Пай ушла, а Лан слегка коснулся головы. Она ничего не пообещала, по крайней мере, не напрямую. Он не знал, стоит ли волноваться по этому поводу.
Как оказалось, волноваться стоило, и сильно.
На следующее утро Лан вошел в Народный зал – большое открытое строение в тени дворца, где король или королева рассматривали дела простых людей. Перешептывающаяся толпа испуганных ардентов стояла прямо за внешней границей.

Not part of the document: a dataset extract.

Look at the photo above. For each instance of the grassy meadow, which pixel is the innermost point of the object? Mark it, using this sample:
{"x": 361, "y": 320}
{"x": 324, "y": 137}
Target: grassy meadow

Лан уже слышал, в чем дело, но хотел увидеть все лично. Он протолкался вперед. На полу на коленях сидела Пай, склонив голову. Очевидно, она рисовала всю ночь, вычерчивая глифы при свете сфер. Никто ничего не заметил. Зал обычно тщательно закрывали, когда он не использовался, и Пай начала превращать задуманное в жизнь гораздо позже того, как все легли спать или напились.
Десять больших глифов, нарисованных прямо на каменном полу, сходились у возвышения с королевским общественным троном. Глифы представляли собой десять греховных атрибутов, соответствующих десяти дуракам. Рядом с каждым глифом женским почерком был выведен параграф, объясняющий, почему королева являла собой пример каждого из дураков.
Лан читал с ужасом. Это... это была не просто критика. Это было осуждение всей системы правления, светлоглазых и самого трона!
Пай казнили на следующее утро.
Вечером вспыхнули массовые беспорядки.
Интерлюдия 13. Своя роль
Голос в глубине разума Эшонай по-прежнему кричал. Даже когда она не настраивала старый ритм мира. Чтобы его заглушить, она старалась занять себя, прогуливаясь по идеально круглому плато сразу за Нараком, где часто тренировались солдаты.